Les jeunes enfants s’habituent à vivre avec les autres au contact de différents groupes créés par leurs parents et leurs éducateurs, mais il arrive un moment où la vie sociale des enfants doit se développer comme ils l’entendent. Ce processus commence en général par les anniversaires : les enfants invitent leurs amis chez eux ou dans un endroit où ils puissent se réunir. Cela leur demande peu d’efforts - un peu plus aux parents ! - parce qu’ils connaissent déjà les personnes qu’ils ont invitées. L’épreuve de la sociabilité survient lorsqu’ils invitent des gens qu’ils ne connaissent pas ou presque pas, comme cela peut arriver à l’occasion d’un séjour d’été passé loin de chez eux. Elle se manifeste à l’adolescence, lorsqu’ils commencent à faire connaissance avec des personnes issues ni de leur lycée, ni de leur quartier. Il est bon d’organiser ou d’aider les enfants à organiser ces activités sociales, à condition de conserver le droit d’y être présent ou suffisamment proche pour déceler tout comportement qui ne serait pas “dans le ton”. Certains parents croient qu’ils ne doivent jamais être présents quand les ainés invitent leurs amis chez eux, mais ils ont tort. Evidemment, il ne s’agit pas d’être constamment présent, mais le fait de se joindre à eux de temps en temps, en les interrogeant sur leurs opinions, en les faisant réfléchir, peut les aider dans leurs relations mutuelles.
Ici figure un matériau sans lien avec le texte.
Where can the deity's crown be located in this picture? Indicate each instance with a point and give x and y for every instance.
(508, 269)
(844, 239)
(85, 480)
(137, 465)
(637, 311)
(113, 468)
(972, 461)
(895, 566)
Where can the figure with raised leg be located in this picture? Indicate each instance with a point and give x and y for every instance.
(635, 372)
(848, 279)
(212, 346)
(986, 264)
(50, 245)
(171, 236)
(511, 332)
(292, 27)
D’autres part, il importe d’être au courant d’autres initiatives, activités de clubs, excursions paroissiales, pouvant convenir aux enfants, afin de les encourager à participer à des groupes de personnes moins familières, tout en restant dans un climat de confiance.

Et il en va de même pour les fêtes organisées par leurs amis. Il serait imprudent de laisser des adolescents se rendre à une fête en sachant que ni les parents, ni aucune personne de confiance n’y seront présents. Le problème n’est pas d’avoir ou non confiance en ses propres enfants, mais d’assumer la responsabilité que l’on a de faire en sorte que les conditions dans lesquelles nos enfants vont en connaître d’autres soient optimales. Le fait de se préoccuper de l’ambiance peut et doit aussi s’appliquer aux activités sociales des parents.

 

Sociabilité et solidarité

Au terme de cette réflexion sur la vertu de sociabilité, il semble opportun d’apporter un éclaircissement sur ses rapports avec la solidarité, car ce dernier concept est aujourd’hui très à la mode. Normalement, on entend par solidarité le soutien mutuel de plusieurs personnes ayant des intérêts communs pour maintenir ou revendiquer leurs droits. De cette façon, la solidarité d’un groupe de personnes se heurte automatiquement à celle d’un autre groupe, et le concept se trouve limité à quelque chose d’exclusiviste et de provisoire. Une fois le but atteint, il n’est plus nécessaire de continuer à être solidaire. La solidarité est ici comprise comme un moyen pour atteindre une fin limitée dans le temps. Néanmoins, elle peut être quelque chose de bien plus élevé. Pour ceux qui admettent la transcendance de l’homme et sa dépendance vis-à-vis de  Dieu, il s’agit davantage de fraternité humaine. L’unité d’origine, de nature et de destin, entre autres choses, nous permet de reconnaître le champ illimité que nous avons de nous joindre aux autres. En termes d’éducation, la solidarité conduit l’être humain à entrer en relation avec le plus de personnes possible afin de leur offrir le meilleur de lui-même. En ce sens l’on peut affirmer que “la solidarité est, au moins logiquement, antérieure à la sociabilité humaine. Les hommes ne sont pas solidaires parce qu’ils sont sociables, mais ils sont sociables parce qu’ils sont d’abord solidaires” .

D’après ce qui précède, on comprend que la solidarité doive se fonder sur un profond respect des autres. Et ce respect ne signifie pas seulement ne pas leur porter préjudice, mais aussi agir en leur faveur pour ne pas omettre de leur faire du bien.